2. Description of the Related Art
The ability to economically adjust aerostatic lift has long been a goal of lighter-than-air vehicle designers. It is especially useful in asymmetric cargo operations where payloads may be exchanged without the use of offsetting ballast. Operations such as transport of materiel from military bases into a combat theater of operations or from pre-positioned naval ships to land based assembly areas necessitate asymmetric capabilities. Delivery of humanitarian disaster relief supplies and the application of water, slurry, foam, or fog for aerial fire suppression operations also require asymmetric capabilities. In sport ballooning, small changes in lift allow maneuver to different altitudes to facilitate exploitation of favorable winds. In hot air balloons this is achieved through variable input of heat, however in gas balloons, it has largely been limited to the venting of lifting gas or the release of ballast. With the current invention, such adjustments could be made continuously without depletion of ballast. Similar needs may face the emerging market of high altitude aerial telecommunications and surveillance platforms. With available solar energy to power the current invention, such altitude adjustments could be made indefinitely.

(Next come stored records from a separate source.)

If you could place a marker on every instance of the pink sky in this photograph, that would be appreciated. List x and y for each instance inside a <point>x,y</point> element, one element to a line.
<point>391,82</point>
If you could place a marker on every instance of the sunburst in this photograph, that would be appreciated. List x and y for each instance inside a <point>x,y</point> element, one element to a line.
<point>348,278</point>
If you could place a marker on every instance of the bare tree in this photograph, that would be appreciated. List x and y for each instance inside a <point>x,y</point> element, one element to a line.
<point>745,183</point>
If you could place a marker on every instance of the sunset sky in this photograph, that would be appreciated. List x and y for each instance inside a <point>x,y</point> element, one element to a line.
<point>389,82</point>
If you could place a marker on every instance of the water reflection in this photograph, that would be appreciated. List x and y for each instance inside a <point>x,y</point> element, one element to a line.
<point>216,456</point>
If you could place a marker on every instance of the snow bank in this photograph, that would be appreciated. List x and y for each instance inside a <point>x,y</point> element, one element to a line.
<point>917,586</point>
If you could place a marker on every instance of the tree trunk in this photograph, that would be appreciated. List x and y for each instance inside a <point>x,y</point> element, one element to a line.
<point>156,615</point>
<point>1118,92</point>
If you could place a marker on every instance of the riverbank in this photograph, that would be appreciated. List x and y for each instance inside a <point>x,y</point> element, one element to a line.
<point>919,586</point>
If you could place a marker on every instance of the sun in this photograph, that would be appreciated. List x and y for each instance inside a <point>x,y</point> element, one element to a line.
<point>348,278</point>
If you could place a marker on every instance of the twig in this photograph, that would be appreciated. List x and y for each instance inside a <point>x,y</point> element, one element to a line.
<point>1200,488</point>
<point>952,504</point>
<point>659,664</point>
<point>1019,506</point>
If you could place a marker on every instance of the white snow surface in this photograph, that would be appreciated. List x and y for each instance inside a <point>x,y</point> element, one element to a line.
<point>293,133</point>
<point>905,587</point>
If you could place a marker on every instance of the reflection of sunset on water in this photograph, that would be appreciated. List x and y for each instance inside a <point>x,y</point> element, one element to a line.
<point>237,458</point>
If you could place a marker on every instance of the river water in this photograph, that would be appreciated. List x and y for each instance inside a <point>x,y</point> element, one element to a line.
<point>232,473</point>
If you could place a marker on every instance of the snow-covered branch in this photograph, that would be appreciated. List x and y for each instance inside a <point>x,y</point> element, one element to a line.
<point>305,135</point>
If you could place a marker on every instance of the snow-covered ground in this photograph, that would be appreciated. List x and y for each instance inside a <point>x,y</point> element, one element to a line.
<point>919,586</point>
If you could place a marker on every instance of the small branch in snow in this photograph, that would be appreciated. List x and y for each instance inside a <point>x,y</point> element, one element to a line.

Control of buoyancy in lighter-than-air flight has been a subject explored extensively since the first flights of the montgolfiere and charliere balloons in 1783. In both the early montgolfieres and modern hot air balloons buoyancy control is achieved through variable input of heat. This process alters the density of air inside the balloon and thus affects the balloon's lift. After first conducting trials with ground-based fires, later techniques used in-flight fires of straw and other items placed in a small onboard wire basket. The method was difficult to control and provided limited heat, but effectively demonstrated the potential of hot air balloons. It was not until 1960 that Ed Yost ushered in the era of modern hot air ballooning with the use of a propane burner, providing much greater energy density and controllability. In charlieres or gas balloons, lift is provided by the lower molecular weight and density of the lifting gas, such as hydrogen or helium. In these systems buoyancy control has largely been limited to the venting of lifting gas and the release of ballast. With relatively cheap hydrogen or coal gas used in the 1800s, this method was practical. An effort to combine the two aerostatic balloon systems of hot air and gas was undertaken by Jean Francois Pilâtre de Rosier, himself the first aeronaut (along with the Marquis D'Arlandes), who in 1785 built what became known as the rosiere balloon. While his flight ended tragically with the vehicle catching fire and Pilâtre falling to his death, it was a modern rosiere balloon, the Breitling Orbiter III, using helium and a propane burner system that finally completed a round the world balloon flight in 1999.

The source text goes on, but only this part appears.